O evento terminaria depois das dez da noite, e Han Piaoliang ficava inquieta com a ideia de dirigir sozinha por meia hora em uma estrada deserta. Como advogada, já vira muitos casos assim. Desabafou com sua melhor amiga e prima, Han Meili, que logo pensou em Cui Jian.

“Ele tem certificado de guarda-costas. Eu vi com meus próprios olhos!”

Antes de explicar tudo, Han Meili pediu a Cui Jian o certificado, tirou uma foto e mandou para Han Piaoliang. Ela, conhecedora do meio, consultou o site de guarda-costas e confirmou a existência de Cui Jian. Assim ficou combinado.

Cui Jian, sem entender nada, observou Han Meili agir. Sabia que ela não tinha más intenções, mas gostaria que explicasse antes. Então, ela contou toda a história.

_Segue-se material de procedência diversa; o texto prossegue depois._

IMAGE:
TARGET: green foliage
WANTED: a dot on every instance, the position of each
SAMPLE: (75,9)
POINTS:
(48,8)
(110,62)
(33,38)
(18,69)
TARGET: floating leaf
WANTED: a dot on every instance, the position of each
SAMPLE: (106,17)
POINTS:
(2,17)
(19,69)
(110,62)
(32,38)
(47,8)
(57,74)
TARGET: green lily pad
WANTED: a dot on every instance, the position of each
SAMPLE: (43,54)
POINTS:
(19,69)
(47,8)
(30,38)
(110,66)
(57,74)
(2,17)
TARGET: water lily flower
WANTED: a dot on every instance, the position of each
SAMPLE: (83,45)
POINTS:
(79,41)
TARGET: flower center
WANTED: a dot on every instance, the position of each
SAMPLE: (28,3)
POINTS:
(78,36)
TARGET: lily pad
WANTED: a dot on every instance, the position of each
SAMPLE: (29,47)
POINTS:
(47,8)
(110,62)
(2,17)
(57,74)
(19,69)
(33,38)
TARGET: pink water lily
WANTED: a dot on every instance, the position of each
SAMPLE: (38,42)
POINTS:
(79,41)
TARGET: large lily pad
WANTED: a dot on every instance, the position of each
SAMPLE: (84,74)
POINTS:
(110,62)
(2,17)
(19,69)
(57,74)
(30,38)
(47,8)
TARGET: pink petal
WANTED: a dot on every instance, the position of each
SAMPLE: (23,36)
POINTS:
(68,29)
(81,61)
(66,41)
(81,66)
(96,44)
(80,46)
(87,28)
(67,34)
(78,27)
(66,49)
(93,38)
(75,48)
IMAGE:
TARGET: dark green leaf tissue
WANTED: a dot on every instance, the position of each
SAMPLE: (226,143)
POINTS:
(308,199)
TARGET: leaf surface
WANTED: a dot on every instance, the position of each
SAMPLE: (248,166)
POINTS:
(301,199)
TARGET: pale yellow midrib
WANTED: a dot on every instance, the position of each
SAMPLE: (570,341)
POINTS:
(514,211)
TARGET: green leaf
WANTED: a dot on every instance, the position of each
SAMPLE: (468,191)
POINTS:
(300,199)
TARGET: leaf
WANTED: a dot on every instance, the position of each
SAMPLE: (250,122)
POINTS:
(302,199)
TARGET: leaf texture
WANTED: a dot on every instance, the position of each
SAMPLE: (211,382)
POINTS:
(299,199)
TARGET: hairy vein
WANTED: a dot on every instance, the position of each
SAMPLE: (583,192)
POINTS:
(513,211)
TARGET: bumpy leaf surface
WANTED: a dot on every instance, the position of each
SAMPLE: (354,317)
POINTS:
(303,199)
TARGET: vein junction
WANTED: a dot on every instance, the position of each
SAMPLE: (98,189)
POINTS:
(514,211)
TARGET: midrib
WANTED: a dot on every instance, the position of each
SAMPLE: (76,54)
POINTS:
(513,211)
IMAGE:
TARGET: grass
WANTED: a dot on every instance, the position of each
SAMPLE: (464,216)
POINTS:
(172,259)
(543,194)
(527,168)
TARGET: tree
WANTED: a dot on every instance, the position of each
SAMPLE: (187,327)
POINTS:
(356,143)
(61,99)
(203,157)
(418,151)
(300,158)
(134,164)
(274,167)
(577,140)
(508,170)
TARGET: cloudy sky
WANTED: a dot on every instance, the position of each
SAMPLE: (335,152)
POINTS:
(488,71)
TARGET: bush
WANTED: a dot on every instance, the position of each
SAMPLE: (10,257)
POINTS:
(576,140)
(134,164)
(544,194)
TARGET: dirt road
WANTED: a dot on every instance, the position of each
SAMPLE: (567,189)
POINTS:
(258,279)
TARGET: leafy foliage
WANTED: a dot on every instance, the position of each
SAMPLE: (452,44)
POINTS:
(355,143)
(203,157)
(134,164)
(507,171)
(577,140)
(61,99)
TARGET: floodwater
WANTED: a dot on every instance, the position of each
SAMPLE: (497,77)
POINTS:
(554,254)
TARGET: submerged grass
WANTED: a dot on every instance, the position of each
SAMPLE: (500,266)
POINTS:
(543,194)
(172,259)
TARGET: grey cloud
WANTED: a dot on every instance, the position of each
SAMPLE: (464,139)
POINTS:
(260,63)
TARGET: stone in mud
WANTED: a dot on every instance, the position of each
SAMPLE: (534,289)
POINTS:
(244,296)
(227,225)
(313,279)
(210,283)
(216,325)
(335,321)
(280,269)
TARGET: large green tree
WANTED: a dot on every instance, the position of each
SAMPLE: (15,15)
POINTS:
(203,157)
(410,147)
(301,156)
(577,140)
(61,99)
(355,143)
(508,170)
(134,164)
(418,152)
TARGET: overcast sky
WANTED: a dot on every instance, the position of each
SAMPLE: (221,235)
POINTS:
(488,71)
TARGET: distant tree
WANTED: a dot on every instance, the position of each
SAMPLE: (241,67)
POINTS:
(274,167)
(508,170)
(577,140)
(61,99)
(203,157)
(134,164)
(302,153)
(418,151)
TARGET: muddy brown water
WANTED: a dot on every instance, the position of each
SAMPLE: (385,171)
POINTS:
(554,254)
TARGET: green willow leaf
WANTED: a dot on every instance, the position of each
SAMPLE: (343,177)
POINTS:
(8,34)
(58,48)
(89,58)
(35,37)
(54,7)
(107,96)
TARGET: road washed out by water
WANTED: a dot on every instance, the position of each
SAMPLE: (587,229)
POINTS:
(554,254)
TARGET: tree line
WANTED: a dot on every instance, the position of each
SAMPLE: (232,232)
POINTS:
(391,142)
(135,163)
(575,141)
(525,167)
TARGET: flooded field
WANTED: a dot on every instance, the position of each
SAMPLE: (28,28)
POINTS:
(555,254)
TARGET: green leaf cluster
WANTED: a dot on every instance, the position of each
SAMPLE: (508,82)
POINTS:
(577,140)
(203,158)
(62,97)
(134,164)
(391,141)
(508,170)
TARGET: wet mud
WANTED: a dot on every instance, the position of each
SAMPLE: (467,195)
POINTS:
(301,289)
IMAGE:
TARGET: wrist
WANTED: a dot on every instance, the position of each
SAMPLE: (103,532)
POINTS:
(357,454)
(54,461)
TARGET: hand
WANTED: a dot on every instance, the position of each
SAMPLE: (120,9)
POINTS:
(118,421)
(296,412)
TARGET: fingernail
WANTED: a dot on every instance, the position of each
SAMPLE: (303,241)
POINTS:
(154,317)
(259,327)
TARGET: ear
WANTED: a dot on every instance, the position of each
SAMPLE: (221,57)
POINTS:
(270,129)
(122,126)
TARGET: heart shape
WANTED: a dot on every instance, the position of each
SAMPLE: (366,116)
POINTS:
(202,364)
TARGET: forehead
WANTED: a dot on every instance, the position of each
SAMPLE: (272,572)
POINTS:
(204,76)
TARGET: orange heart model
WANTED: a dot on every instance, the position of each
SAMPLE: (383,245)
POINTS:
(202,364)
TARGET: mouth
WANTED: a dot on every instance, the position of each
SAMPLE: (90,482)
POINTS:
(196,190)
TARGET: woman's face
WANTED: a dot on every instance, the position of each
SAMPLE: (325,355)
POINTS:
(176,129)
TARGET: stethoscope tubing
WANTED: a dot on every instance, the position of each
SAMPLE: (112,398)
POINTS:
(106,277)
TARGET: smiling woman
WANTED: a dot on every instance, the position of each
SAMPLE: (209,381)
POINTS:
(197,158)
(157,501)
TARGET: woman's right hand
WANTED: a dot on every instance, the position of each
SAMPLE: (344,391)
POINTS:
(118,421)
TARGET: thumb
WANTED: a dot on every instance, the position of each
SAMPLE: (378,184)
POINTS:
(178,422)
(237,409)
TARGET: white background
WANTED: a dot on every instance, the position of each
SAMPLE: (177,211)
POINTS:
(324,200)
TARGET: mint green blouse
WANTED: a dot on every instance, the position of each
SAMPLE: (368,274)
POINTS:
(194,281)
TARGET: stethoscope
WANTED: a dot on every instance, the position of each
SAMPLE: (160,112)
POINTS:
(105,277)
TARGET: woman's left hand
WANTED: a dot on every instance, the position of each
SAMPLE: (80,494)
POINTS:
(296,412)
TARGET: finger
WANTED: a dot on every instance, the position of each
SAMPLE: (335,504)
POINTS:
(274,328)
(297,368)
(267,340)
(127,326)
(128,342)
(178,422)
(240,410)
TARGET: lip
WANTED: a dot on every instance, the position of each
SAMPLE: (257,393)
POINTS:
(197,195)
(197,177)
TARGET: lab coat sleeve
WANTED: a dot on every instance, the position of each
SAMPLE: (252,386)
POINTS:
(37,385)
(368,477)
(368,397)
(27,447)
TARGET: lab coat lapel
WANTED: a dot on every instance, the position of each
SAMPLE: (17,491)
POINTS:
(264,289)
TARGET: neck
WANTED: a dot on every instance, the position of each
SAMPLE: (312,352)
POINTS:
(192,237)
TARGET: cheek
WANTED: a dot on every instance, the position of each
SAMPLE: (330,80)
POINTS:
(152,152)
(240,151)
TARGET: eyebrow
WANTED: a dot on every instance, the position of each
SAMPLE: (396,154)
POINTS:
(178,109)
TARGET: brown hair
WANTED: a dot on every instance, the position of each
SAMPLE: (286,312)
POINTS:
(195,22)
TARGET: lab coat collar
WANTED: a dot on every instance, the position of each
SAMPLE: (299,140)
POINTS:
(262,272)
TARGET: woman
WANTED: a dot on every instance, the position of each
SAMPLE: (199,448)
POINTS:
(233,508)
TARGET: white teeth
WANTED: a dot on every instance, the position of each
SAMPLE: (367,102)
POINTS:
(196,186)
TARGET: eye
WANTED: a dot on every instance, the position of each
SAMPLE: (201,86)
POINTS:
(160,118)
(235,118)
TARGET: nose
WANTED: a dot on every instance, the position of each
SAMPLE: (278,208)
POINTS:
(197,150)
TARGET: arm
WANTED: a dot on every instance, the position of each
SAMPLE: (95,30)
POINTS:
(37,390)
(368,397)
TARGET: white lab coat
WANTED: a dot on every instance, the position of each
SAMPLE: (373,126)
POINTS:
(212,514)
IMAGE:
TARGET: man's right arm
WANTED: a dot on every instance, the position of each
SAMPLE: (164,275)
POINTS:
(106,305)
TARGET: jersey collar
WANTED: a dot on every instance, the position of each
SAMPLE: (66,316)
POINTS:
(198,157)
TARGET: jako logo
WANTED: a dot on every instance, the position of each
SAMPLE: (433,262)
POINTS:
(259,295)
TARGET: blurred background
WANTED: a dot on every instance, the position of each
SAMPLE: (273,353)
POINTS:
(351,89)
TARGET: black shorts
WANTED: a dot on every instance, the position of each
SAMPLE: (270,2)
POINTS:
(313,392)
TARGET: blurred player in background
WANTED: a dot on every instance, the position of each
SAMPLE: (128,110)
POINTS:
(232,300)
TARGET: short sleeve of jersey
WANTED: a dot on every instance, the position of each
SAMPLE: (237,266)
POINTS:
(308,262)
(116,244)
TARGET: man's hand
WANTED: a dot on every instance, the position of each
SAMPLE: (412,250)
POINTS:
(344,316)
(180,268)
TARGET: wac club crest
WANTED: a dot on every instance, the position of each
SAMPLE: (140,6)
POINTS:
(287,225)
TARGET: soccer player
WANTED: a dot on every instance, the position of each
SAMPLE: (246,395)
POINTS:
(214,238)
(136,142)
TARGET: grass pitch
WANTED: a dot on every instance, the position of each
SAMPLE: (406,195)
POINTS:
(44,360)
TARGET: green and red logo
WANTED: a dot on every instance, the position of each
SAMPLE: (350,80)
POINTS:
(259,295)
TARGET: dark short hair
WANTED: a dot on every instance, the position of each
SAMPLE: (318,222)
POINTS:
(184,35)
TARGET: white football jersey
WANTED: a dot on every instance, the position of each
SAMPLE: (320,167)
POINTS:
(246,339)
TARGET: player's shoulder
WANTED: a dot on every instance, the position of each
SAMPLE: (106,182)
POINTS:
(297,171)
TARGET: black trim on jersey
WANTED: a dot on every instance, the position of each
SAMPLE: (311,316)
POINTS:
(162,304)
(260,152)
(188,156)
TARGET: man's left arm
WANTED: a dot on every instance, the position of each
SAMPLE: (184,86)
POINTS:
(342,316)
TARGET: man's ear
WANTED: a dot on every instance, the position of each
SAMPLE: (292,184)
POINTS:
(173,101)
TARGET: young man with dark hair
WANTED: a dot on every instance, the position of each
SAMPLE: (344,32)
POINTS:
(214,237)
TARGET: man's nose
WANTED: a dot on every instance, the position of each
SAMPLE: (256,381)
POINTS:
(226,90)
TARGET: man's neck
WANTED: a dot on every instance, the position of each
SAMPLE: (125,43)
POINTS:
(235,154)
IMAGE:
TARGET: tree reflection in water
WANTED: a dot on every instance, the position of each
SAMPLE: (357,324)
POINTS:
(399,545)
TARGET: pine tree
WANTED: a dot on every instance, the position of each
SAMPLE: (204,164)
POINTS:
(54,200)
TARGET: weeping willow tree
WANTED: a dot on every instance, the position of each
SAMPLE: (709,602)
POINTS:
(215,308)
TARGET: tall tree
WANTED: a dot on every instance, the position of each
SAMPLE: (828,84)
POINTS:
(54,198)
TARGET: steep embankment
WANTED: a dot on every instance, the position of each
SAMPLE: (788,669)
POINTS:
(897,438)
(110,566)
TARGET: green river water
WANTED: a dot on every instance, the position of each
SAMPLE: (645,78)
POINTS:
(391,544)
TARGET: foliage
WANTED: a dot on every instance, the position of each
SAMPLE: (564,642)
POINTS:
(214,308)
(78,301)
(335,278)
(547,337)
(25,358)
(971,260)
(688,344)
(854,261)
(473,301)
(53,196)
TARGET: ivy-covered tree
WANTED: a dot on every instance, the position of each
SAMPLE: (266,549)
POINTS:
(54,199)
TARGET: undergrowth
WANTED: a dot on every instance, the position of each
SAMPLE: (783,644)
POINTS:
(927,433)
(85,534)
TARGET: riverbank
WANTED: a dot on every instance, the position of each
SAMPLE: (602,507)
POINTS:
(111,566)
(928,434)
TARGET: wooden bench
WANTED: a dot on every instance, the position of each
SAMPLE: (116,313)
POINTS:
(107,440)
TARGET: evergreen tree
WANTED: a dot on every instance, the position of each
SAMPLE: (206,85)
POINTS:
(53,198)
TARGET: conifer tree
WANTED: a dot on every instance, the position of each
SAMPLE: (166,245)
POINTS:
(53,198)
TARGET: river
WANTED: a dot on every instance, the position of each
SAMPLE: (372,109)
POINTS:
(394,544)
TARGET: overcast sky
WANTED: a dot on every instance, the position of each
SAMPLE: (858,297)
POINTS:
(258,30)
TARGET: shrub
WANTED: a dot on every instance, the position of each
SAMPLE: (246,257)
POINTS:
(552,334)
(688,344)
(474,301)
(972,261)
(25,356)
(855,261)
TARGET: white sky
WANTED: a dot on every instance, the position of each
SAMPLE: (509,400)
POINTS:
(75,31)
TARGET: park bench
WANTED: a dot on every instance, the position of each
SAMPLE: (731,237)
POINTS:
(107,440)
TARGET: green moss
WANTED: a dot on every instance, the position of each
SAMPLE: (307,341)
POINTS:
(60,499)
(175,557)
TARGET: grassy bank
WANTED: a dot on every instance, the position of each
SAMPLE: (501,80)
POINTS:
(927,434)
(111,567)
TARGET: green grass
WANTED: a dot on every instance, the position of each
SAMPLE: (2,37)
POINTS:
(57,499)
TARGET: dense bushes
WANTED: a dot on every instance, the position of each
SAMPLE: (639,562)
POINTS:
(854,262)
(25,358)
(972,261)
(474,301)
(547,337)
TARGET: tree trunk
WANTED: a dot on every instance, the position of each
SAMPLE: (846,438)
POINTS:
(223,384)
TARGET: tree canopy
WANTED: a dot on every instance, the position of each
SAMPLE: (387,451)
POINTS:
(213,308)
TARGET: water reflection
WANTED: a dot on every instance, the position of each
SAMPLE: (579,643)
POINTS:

Ao ouvir falar do leilão beneficente, Cui Jian lembrou-se logo de Li Qin e recusou de imediato: “Não vou.”

“Cem mil”, disse Han Meili.

“Fechado”, respondeu Cui Jian. O dinheiro não era o mais importante, mas sim a caridade. Desde a batalha da creche de Beihai, Cui Jian já havia recuperado seu carro. Embora estivesse parado em frente à mansão, pelo menos já integrava a classe dos que têm carro. Dinheiro não é tudo, mas sem ele, nada feito.